Metroid Prime is an isolating game. Quieter than the average shooter, combining an unfriendly soundtrack with an overwhelming sense of stillness in the air. Samus, of course, never speaks, mutely observing the world from behind a helmet visor. Her every interaction with anything other than her own equipment is performed from a distance - she scans the world around her to learn as much as she can without touching it. She doesn’t even open doors herself, activated as they are when shot. Little visuals touches, like Samus’ reflection in her visor, act as subtle reminders of her humanity in an otherwise deeply impersonal game set on a world that is in equal parts hostile and indifferent.
But maybe I’m just adding a bunch of flowery prose to entertain myself.
I realize I’m just reviewing Metroid Prime as if it’s not ancient, as if the majority of you don’t know what the bloody thing’s like already. As far as the fresh aspects of this remaster goes, I can indeed confirm it’s Metroid Prime… remastered. If you imagine Metroid Prime, then imagine it remastered, you’ll probably come up with something similar to Metroid Prime Remastered.
I do have to say the visual overhaul is extensive. Character models have been recreated well, with Samus noticeably appearing smoother and sleeker. Everything boasts a lot more detail and visual intricacy this time around, as one might expect. While the new textures and level of detail don’t make things look as lavish as a completely modern release, they're nonetheless edifying and it all runs great on the notoriously (like it matters) less powerful Switch.

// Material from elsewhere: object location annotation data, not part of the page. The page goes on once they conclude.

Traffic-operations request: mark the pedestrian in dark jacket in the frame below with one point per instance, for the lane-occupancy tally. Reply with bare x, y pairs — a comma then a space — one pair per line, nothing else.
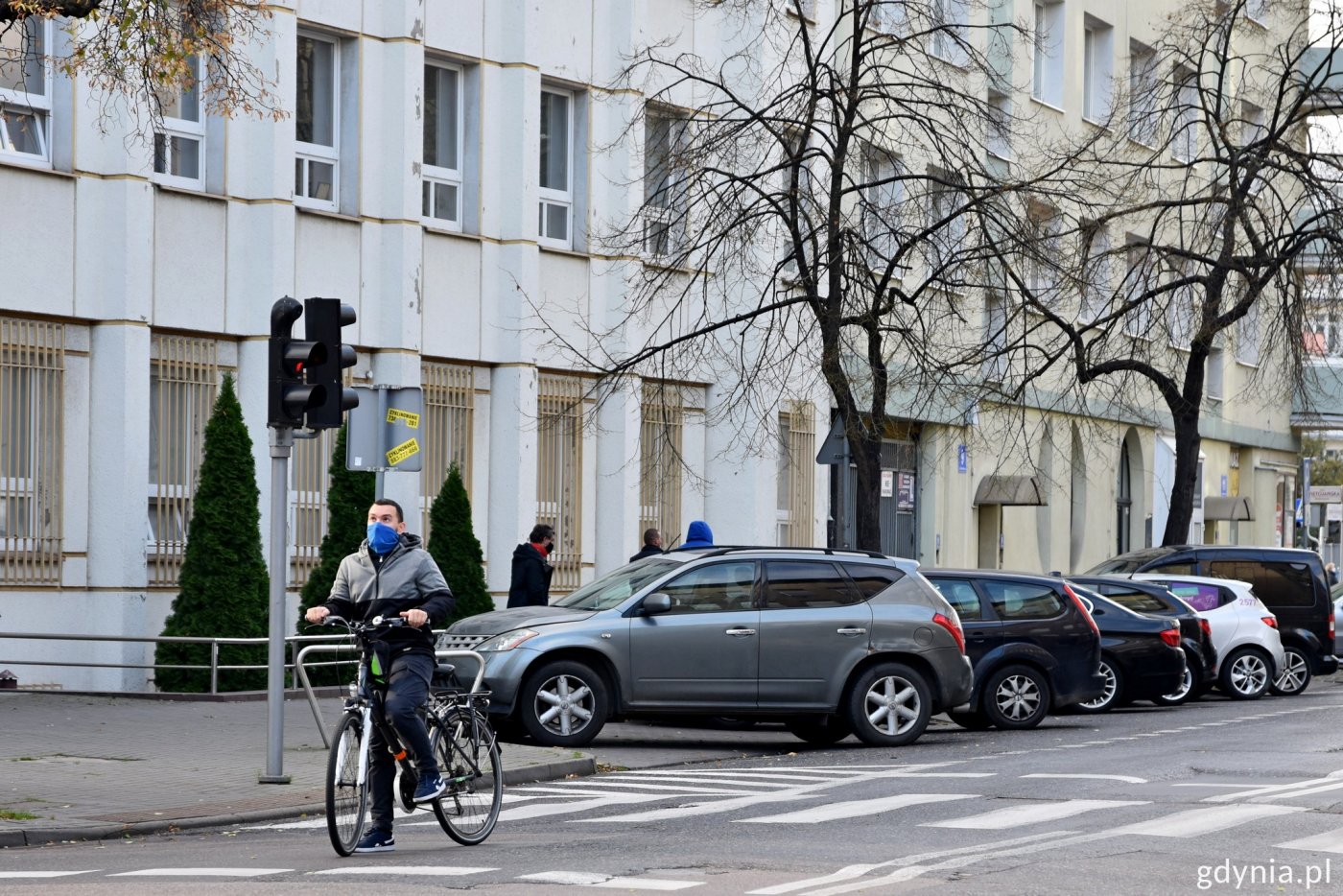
532, 571
698, 535
651, 544
392, 576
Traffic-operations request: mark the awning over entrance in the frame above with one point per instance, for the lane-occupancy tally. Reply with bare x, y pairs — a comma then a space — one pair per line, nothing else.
1232, 508
1010, 489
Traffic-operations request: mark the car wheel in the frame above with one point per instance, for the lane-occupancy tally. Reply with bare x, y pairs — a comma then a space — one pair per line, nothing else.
1189, 690
1114, 694
1016, 697
889, 705
1296, 673
563, 704
1245, 674
970, 719
822, 731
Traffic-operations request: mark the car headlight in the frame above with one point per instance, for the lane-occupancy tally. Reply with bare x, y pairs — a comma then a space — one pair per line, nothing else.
506, 641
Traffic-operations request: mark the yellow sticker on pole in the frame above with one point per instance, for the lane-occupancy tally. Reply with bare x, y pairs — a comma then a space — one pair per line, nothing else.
409, 418
406, 449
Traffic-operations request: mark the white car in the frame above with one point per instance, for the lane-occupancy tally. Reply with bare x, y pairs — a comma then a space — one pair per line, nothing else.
1249, 650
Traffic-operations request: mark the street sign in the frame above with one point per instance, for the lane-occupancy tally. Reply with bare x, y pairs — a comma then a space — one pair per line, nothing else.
386, 430
1326, 495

The remaster offers a number of control options, with a standardized FPS layout as well as a classic GameCube one and a hybrid of the two. There’s also a pointer mode, in which the Switch Joy Cons emulate the Wii release of Metroid Prime Trilogy, and you can combine motion controls with traditional buttons and triggers. I believe strongly that every first-person shooter on the Switch should have at least a small measure of motion control as a means of fine-tuning the aim, though that’s not even necessary here given the strength of Prime’s target locking. You will very rarely miss with the default control scheme, designed as it is to track enemies with lethal efficiency. Still, the gyro options are always nice to have.
Now it’s time to do that terrible thing I do as a critic and dare to place the game I’m reviewing within a context wider than its simple merits as a product…
For fuck’s sake can all these wealthy game companies just do right by the people who make the very games they profit from? Just a little bit? Metroid Prime was both developed and remastered by Retro Studios, but the Retro Studios of 2002 was a very different team, composed of individuals who are not credited in this new release. While the remaster gives thanks to “the original Nintendo GameCube and Wii Version development staff,” that’s all it gives thanks to. The original game’s credits, the list of people without whom Metroid Prime wouldn’t exist to be remastered, is omitted. Metroid Prime Remastered sadly perpetuates the ongoing problem of game developers not getting the acknowledgement they deserve.
It’s just a really shitty thing to do, and it’s a shame they did it here.
One other thing to consider is the price, something I don’t always bring up in reviews but feels quite pertinent with this rerelease. At $40, Metroid Prime Remastered isn’t a huge expense, but when you consider the Wii version contained all three games in the trilogy for $50 while separate remasters would amount to $120, the value prospect rather starkly drops off. It all comes down to your mileage, really - you may consider that sum a reasonable price for a glossier redo of such a regarded series. I’m not entirely sure I’m of that mind.
Metroid Prime Remastered is a faithful beat-for-beat recreation of the GameCube classic with a comprehensively polished visual makeover. It remains a solid adventure shooter, even if its straightforward approach to player progress is a little unexciting these days. I’ve certainly not hated my time with it, though I do hate its refusal to properly credit the team that worked on the original.
Maybe it’s the industry’s attitude toward attribution that could use a remastering.